John McWhorter wrote:
As to voters, how many would stop supporting Obama because of a paranoid characterization of Van Jones? Pragmatics matter, of course – but at what point does this Administration let principle win out regardless?....The Obama Administration should have acted like the victors they are and made sure Van Jones stayed just where he was.


Yes, I agree, he should not have budged here.

John McWhorter wrote:

I understand that Obama can’t rule as the outright lefty many of his fans would prefer.


"Rule"????? I assume this was a slip of the tongue here. I think he meant "govern"....

John McWhorter wrote:

But Jones’ presence was a laudable representation of progressivism in the Administration – and a quiet one. Some would even suggest that it was largely symbolic. If the Obama folks are going to throw even people like this off the train just because some silly people make some silly noises, then the bloom really is off the rose. Sometimes, after all, the best thing is to just let the baby scream."
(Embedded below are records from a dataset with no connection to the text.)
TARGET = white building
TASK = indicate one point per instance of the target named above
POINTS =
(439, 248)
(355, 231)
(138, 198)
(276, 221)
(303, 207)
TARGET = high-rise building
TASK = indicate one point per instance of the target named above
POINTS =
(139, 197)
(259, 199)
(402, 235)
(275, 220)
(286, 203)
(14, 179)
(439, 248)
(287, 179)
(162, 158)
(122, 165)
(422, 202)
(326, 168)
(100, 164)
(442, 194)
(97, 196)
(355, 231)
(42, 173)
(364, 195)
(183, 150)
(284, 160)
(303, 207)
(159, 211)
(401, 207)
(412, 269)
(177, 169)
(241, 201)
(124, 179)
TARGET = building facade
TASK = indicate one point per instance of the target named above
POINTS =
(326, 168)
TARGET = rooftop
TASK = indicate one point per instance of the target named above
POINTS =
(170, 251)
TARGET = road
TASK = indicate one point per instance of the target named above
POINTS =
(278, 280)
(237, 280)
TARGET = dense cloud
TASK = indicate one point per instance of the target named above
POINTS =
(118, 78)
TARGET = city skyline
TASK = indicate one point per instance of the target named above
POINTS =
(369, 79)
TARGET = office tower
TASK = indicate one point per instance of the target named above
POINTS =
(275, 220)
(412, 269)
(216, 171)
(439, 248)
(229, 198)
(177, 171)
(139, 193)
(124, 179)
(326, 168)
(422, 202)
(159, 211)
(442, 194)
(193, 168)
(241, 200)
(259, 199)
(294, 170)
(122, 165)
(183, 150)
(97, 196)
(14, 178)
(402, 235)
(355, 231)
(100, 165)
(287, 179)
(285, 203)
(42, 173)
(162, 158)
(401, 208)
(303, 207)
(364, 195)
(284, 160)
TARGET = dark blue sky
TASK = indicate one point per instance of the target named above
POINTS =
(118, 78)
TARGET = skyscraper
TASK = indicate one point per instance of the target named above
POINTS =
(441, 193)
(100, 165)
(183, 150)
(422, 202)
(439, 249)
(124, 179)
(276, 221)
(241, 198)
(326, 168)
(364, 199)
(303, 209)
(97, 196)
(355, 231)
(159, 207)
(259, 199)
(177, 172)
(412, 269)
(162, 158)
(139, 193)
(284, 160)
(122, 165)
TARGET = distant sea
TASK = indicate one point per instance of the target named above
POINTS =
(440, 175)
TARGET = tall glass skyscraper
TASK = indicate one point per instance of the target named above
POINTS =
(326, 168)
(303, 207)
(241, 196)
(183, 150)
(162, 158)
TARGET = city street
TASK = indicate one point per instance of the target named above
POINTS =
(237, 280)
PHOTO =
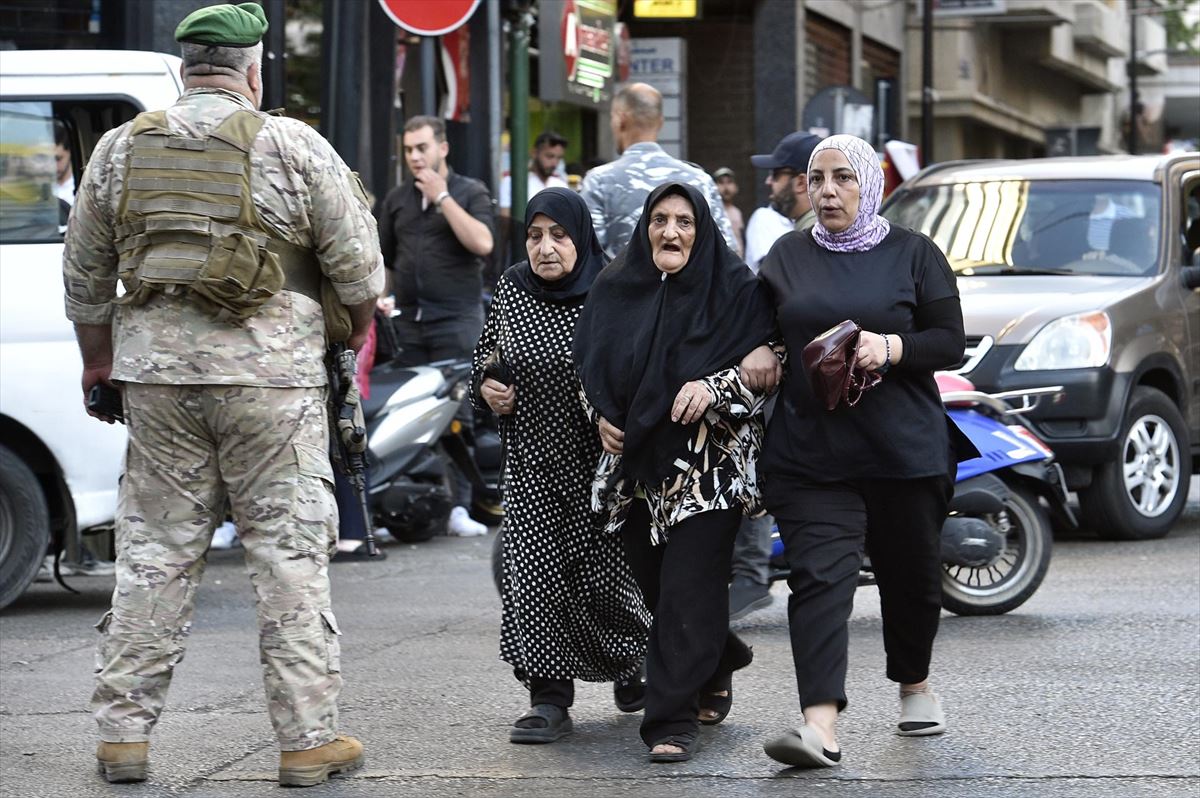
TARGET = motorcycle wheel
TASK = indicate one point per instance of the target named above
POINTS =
(1014, 576)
Me thinks the noises were not silly noises from silly people. 5 months ago all these things about Jones would have been deemed "stuff" by "right wing extremists", but they all turned out to be true. I don't think "mainstream" White Americans want an American hating radical as an advisor to their President. He could have well kept him on, and it would have further alienated not folks on the right, but folks in the "center" and independents. It was up to Obama which fork in the road he was going to take here. He has a tough journey ahead.